O deputado Jilmar Tatto (PT-SP) disse que não só o Brasil estará em pé de igualdade com esses países, como o presidente Lula tem toda a autonomia para pedir o fim do G8. “Esperamos que o presidente Lula seja atendido e que realmente o G8 seja extinto. Estes grupo foi incompetente para gerir a crise.
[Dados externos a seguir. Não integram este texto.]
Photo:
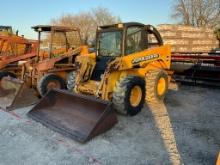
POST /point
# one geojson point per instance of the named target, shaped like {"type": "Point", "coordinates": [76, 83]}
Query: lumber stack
{"type": "Point", "coordinates": [187, 38]}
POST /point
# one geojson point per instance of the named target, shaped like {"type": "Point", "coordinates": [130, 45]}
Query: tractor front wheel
{"type": "Point", "coordinates": [50, 81]}
{"type": "Point", "coordinates": [129, 95]}
{"type": "Point", "coordinates": [71, 80]}
{"type": "Point", "coordinates": [156, 85]}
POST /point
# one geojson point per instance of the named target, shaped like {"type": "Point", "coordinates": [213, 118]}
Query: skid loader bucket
{"type": "Point", "coordinates": [14, 94]}
{"type": "Point", "coordinates": [76, 116]}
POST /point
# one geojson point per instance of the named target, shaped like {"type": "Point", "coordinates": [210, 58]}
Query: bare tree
{"type": "Point", "coordinates": [197, 12]}
{"type": "Point", "coordinates": [87, 21]}
{"type": "Point", "coordinates": [217, 34]}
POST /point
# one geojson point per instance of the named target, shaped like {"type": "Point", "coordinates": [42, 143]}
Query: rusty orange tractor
{"type": "Point", "coordinates": [57, 48]}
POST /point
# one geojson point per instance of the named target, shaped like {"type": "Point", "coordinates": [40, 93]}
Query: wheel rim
{"type": "Point", "coordinates": [161, 86]}
{"type": "Point", "coordinates": [53, 85]}
{"type": "Point", "coordinates": [135, 96]}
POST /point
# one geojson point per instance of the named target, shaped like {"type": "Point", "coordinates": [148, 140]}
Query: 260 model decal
{"type": "Point", "coordinates": [145, 58]}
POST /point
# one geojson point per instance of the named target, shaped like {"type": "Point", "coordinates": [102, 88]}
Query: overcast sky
{"type": "Point", "coordinates": [22, 14]}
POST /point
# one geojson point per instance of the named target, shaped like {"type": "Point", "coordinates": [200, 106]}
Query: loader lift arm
{"type": "Point", "coordinates": [127, 65]}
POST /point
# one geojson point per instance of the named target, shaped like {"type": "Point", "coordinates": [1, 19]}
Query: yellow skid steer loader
{"type": "Point", "coordinates": [130, 65]}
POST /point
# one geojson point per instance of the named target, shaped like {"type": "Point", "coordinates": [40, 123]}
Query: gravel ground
{"type": "Point", "coordinates": [183, 130]}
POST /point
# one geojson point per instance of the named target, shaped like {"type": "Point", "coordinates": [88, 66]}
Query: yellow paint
{"type": "Point", "coordinates": [134, 64]}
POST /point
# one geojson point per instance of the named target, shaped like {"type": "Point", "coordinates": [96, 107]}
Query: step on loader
{"type": "Point", "coordinates": [57, 48]}
{"type": "Point", "coordinates": [130, 62]}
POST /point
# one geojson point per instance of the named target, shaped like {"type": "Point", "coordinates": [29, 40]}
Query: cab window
{"type": "Point", "coordinates": [134, 40]}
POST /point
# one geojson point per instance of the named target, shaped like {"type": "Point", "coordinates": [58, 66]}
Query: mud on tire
{"type": "Point", "coordinates": [152, 80]}
{"type": "Point", "coordinates": [71, 80]}
{"type": "Point", "coordinates": [122, 94]}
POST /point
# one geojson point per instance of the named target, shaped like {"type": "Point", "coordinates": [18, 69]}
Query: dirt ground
{"type": "Point", "coordinates": [183, 130]}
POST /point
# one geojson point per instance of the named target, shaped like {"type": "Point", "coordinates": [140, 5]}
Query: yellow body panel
{"type": "Point", "coordinates": [134, 64]}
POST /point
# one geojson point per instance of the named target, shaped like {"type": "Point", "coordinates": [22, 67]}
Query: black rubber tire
{"type": "Point", "coordinates": [121, 95]}
{"type": "Point", "coordinates": [6, 74]}
{"type": "Point", "coordinates": [152, 79]}
{"type": "Point", "coordinates": [45, 80]}
{"type": "Point", "coordinates": [71, 80]}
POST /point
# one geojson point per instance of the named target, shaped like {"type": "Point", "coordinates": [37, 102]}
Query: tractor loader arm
{"type": "Point", "coordinates": [159, 57]}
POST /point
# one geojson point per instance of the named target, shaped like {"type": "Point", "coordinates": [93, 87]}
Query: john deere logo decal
{"type": "Point", "coordinates": [145, 58]}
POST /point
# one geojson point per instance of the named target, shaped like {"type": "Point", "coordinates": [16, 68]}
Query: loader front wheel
{"type": "Point", "coordinates": [129, 95]}
{"type": "Point", "coordinates": [6, 74]}
{"type": "Point", "coordinates": [156, 85]}
{"type": "Point", "coordinates": [71, 80]}
{"type": "Point", "coordinates": [50, 81]}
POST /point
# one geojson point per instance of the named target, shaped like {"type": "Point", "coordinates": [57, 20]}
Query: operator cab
{"type": "Point", "coordinates": [122, 39]}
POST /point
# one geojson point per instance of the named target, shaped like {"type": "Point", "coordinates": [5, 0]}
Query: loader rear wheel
{"type": "Point", "coordinates": [50, 81]}
{"type": "Point", "coordinates": [71, 80]}
{"type": "Point", "coordinates": [6, 74]}
{"type": "Point", "coordinates": [156, 85]}
{"type": "Point", "coordinates": [129, 95]}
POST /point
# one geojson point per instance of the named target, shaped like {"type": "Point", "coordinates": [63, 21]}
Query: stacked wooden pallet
{"type": "Point", "coordinates": [187, 38]}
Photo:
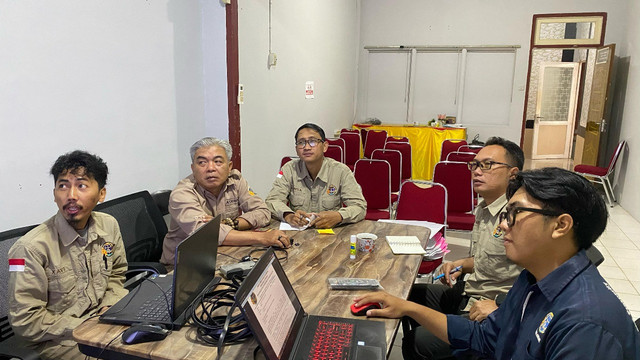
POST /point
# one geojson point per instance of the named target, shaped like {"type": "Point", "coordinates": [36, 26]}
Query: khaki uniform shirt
{"type": "Point", "coordinates": [190, 202]}
{"type": "Point", "coordinates": [334, 186]}
{"type": "Point", "coordinates": [493, 273]}
{"type": "Point", "coordinates": [66, 278]}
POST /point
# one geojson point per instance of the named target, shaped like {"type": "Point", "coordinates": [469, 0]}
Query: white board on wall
{"type": "Point", "coordinates": [475, 85]}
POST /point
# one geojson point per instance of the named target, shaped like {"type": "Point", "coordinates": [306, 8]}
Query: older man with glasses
{"type": "Point", "coordinates": [560, 307]}
{"type": "Point", "coordinates": [491, 274]}
{"type": "Point", "coordinates": [312, 190]}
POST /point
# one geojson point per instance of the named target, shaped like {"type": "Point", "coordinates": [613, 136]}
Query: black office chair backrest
{"type": "Point", "coordinates": [141, 225]}
{"type": "Point", "coordinates": [7, 239]}
{"type": "Point", "coordinates": [161, 198]}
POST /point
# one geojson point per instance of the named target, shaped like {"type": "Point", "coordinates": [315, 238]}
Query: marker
{"type": "Point", "coordinates": [454, 270]}
{"type": "Point", "coordinates": [352, 247]}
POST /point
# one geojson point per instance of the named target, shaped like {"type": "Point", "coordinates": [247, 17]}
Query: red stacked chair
{"type": "Point", "coordinates": [375, 140]}
{"type": "Point", "coordinates": [601, 175]}
{"type": "Point", "coordinates": [470, 148]}
{"type": "Point", "coordinates": [405, 150]}
{"type": "Point", "coordinates": [450, 145]}
{"type": "Point", "coordinates": [374, 176]}
{"type": "Point", "coordinates": [456, 177]}
{"type": "Point", "coordinates": [423, 204]}
{"type": "Point", "coordinates": [394, 158]}
{"type": "Point", "coordinates": [352, 148]}
{"type": "Point", "coordinates": [461, 156]}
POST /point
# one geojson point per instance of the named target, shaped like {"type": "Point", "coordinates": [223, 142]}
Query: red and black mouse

Torço para que esta seja á ultima reunião do G8. Esses países precisam reconhecer que o G20 é de fato o bloco que tem mais autoridade política para discutir os rumos da economia mundial”, afirmou o petista.

Reunião – Dentre os temas que devem entrar em pauta no G8, o presidente Lula destacou a segurança alimentar e lembrou que, de acordo com a Organização das Nações Unidas para Agricultura e Alimentação (FAO), o número de pessoas que passa fome no mundo deve passar de 1 bilhão este ano. Para ele, o Brasil tem “uma lição a dar” e “experiência” por meio de programas como o Mais Alimentos.

“Vamos chegar (à reunião do G8) em uma posição confortável de discutir, em condições de igualdade, com os países ricos do mundo. A verdade é que a situação está tão complicada que hoje é muito difícil os países ricos tomarem uma posição que não leve em conta o chamado Bric (grupo que reúne o Brasil, a Rússia, a Índia e a China)”, disse.

Estrangeiros – Ao comentar a lei sancionada na semana passada sobre a regularização de estrangeiros ilegais no País, o presidente Lula afirmou durante o programa de rádio que a iniciativa representa “mais uma lição ao chamado mundo desenvolvido”. “Enquanto eles (países desenvolvidos) estão perseguindo os imigrantes, no Brasil, nós assinamos uma lei dando reconhecimento aos imigrantes”, disse.

De acordo com a nova legislação, todos os imigrantes que tenham entrado no Brasil até 1º de fevereiro de 2009 e estejam em situação irregular poderão requerer residência provisória por dois anos. Três meses antes do fim do prazo, a residência será transformada em permanente.

No programa, Lula destacou também o lançamento da certidão negativa de naturalização. A Certidão, segundo ele, permite, via internet, a naturalização de um estrangeiro no país “de forma rápida, segura e transparente”.